It occurred to me that it might be fun to catch up with some of the films released since 1996 that I’ve missed over the years.  One of these, Mohsen Makhmalbaf’s A Moment of Innocence (pictured, top), was certainly not on my radar when it was released in 1996.  Even if it had been, it’s unlikely that I would have been able to rent it from Blockbuster or Pay-Per-View, my two main home video sources at the time.  It’s also highly unlikely that I would have understood or appreciated the intricacy of its design or its significance as a political film.  A Moment of Innocence takes as its subject a real-life incident from some twenty years before, when the young Makhmalbaf attacked a police officer in an act of defiance against the Shah of Iran.  Makhmalbaf re-stages the incident using young actors, with creative input from the police officer, who, like himself, has since developed an interest in filmmaking.  As shooting commences, the participants experience an increasing unwillingness to recreate this moment of violent conflict.  Throughout the brisk, seventy-five minute film, past and present, history and memory intertwine with sinuous elegance, and we’re often unsure whether we’re watching moments of staged drama or unscripted documentary footage.  A dizzying and powerful film.
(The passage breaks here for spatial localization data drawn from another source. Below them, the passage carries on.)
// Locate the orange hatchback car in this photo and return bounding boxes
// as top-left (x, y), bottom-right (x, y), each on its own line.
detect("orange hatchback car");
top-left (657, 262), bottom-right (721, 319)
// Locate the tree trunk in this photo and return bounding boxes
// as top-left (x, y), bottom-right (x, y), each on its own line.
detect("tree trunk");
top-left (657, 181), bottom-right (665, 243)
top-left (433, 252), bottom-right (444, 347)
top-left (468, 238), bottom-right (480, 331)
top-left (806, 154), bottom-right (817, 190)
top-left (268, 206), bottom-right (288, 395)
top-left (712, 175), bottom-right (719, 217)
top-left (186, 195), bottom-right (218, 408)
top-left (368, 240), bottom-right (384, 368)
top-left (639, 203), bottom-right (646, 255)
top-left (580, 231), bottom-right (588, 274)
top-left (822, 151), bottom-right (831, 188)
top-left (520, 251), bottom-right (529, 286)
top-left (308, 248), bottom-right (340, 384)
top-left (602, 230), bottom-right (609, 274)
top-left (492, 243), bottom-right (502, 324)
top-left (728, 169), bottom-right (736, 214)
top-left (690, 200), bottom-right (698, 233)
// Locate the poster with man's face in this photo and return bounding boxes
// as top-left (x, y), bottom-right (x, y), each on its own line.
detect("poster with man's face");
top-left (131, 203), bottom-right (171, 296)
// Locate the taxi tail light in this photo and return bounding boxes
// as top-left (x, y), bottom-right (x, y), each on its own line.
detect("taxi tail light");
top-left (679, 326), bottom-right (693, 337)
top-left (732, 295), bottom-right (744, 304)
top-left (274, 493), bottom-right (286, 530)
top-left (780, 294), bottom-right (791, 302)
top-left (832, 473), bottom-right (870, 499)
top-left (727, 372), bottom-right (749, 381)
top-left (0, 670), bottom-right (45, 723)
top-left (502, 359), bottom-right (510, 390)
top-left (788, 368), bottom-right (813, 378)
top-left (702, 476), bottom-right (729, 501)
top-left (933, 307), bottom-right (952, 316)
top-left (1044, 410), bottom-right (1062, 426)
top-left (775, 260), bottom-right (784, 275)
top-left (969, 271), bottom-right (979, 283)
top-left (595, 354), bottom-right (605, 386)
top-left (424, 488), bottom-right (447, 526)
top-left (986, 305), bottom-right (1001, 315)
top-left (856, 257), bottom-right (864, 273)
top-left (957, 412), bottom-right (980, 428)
John Sayles’ Lone Star (pictured above) was also a film that I’d never seen before—though I was aware of this one at the time that it got a home video release back in the late 1990s (it even played on Pay-Per-View, if I recall correctly).  Like A Moment of Innocence, it plays dramatically with the tangle of history, memory, and trauma.  It’s set in the fictional Texas border town of Frontera (get it?), where, as in a Western version of Faulkner’s Yoknapatawpha County, characters of different races, classes, and cultures are locked in conflicts that reverberate across generations.  Not all of Lone Star works—Sayles bites off a bit more than he can chew, plot-wise—but it’s a sprawling, ambitious film, and its dense flashback structure is elegantly handled.  It’s also got a final scene that just about made my jaw hit the floor.  So that’s something.  These are two gaps I’m very happy to have filled.